I’ve been using Cursor heavily along the way. The models are genuinely good and the local code they generate is often excellent, but on a large, evolving codebase I kept running into the same problem: context limits caused subtle architectural drift. The AI would write clean functions that were globally wrong, quietly breaking earlier design decisions and long‑range invariants.
What finally helped was to stop treating “AI” as a single assistant and instead treat different models as different team members with clear roles and constraints.
My current setup looks like this:
Perplexity + ChatGPT → “product / research brains” I use them for requirements, trade‑offs, and high‑level architecture sketches. They live outside the IDE and exist to clarify what I’m building and why before any code is touched.
Cursor, window 1 (GPT‑5.2) → “architect” This instance is not allowed to write production code. It is responsible for architecture and module boundaries, writing design notes and developer guides, defining interfaces and contracts, and reviewing diffs. I treat it like a senior engineer whose main output is prose: mini‑RFCs, comments, and checklists.
Cursor, window 2 (Sonnet 4.5) → “programmer” This one only implements tasks described by the architect: specific files, functions, and refactors, following explicit written instructions and style rules. It doesn’t get to redesign the system; it just writes the code.
The key rule is: architect always goes first. Every non‑trivial change starts as text (design notes, constraints, examples), then the “programmer” instance turns that into code.
This simple separation fixed a lot of the weirdness I was seeing with a single, all‑purpose assistant. There is much less logical drift, because the global structure is repeatedly restated in natural language. The programmer only ever sees local tasks framed inside that structure, so it’s harder for it to invent a new accidental architecture. The codebase, despite being tens of thousands of lines, feels more coherent than earlier, smaller iterations.
It also changed how I think about Cursor. Many of my earlier “Cursor is dumb” moments turned out to be workflow problems: I was asking one agent, under tight context limits, to remember architecture, requirements, and low‑level implementation all at once. Once I split those responsibilities across different models and forced everything through written instructions, the same tools started to look a lot more capable.
This isn’t a Cursor ad, and it’s not an anti‑Cursor rant either. It’s just one way to make these tools work on a large solo project by treating them like a small team instead of a single magical pair‑programmer.
One downside of this setup: at my current pace, Cursor is happily charging me something like $100 a day. If anyone from Cursor is reading this – is there a “solo dev building absurdly large systems” discount tier I’m missing?
zkmon•6h ago
garylauchina•3h ago
A typical loop looks like this:
I talk with Perplexity/ChatGPT to clarify the requirement and trade‑offs.
The “architect” Cursor window writes a short design note: intent, invariants, interfaces, and a checklist of concrete tasks.
The “programmer” Cursor window implements those tasks, one by one, and I run tests / small experiments.
If something feels off, I paste the diff and the behavior back to the architect and we adjust the design note, then iterate.

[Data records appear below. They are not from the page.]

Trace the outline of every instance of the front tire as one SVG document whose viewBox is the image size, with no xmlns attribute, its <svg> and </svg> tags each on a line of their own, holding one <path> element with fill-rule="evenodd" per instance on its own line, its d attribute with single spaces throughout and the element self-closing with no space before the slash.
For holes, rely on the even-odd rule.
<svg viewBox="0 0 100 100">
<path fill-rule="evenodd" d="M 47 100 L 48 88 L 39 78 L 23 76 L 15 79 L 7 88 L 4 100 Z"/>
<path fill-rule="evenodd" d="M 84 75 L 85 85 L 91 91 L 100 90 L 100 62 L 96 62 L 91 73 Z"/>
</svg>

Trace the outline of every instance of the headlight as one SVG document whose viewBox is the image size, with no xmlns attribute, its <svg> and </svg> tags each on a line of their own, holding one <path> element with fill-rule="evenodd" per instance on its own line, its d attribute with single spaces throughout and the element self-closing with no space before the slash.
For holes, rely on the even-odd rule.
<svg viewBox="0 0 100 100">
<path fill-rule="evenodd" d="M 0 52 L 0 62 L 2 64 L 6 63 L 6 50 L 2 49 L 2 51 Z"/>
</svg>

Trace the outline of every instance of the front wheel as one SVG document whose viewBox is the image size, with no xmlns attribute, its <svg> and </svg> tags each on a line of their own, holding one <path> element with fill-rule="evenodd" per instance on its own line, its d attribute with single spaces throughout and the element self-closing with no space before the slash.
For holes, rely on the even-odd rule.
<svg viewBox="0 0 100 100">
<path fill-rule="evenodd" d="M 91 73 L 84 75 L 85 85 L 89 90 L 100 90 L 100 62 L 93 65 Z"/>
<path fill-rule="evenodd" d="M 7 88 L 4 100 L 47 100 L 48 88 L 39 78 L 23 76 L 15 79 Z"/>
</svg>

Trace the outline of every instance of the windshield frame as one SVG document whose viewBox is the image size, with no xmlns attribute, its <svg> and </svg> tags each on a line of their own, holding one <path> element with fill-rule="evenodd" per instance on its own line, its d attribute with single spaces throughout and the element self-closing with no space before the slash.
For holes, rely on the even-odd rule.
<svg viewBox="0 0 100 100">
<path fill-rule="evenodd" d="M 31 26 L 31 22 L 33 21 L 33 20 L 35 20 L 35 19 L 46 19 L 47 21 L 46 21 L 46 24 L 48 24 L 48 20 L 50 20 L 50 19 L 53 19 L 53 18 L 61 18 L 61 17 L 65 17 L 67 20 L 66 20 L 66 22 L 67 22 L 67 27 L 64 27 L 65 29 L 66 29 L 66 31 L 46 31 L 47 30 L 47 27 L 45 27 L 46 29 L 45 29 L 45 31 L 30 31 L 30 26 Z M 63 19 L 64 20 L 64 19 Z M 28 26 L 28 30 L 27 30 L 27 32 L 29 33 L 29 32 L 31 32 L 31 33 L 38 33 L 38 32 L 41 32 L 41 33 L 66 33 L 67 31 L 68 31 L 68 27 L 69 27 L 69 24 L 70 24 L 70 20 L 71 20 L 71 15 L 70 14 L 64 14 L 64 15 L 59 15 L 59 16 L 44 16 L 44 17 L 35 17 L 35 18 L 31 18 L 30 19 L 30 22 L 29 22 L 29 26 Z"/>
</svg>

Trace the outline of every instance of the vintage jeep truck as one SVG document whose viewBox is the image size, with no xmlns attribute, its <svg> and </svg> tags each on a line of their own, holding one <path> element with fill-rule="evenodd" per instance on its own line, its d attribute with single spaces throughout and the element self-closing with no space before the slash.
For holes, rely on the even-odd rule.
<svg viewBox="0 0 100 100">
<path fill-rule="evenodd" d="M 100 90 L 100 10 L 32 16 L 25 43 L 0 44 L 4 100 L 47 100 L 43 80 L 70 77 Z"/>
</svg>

There is a feedback channel from “programmer” to “architect”, but it goes through me. When the programmer model runs into something that doesn’t fit (“this API doesn’t exist”, “these two modules define similar concepts in different ways”, etc.), I capture that as:
comments in the code (“this conflicts with X”), and
updates to the architecture doc (“rename Y to Z, merge these two concepts”, “deprecate this path”, etc.).
So the architect is not infallible. It gets corrected by reality: tests failing, code being awkward to write, or new edge cases showing up. The main thing the process enforces is that those corrections are written down in prose first, so future changes don’t silently drift away from whatever the system used to be.
In that sense the “programmer” complains the same way human ones do: by making the spec look obviously wrong when you try to implement it.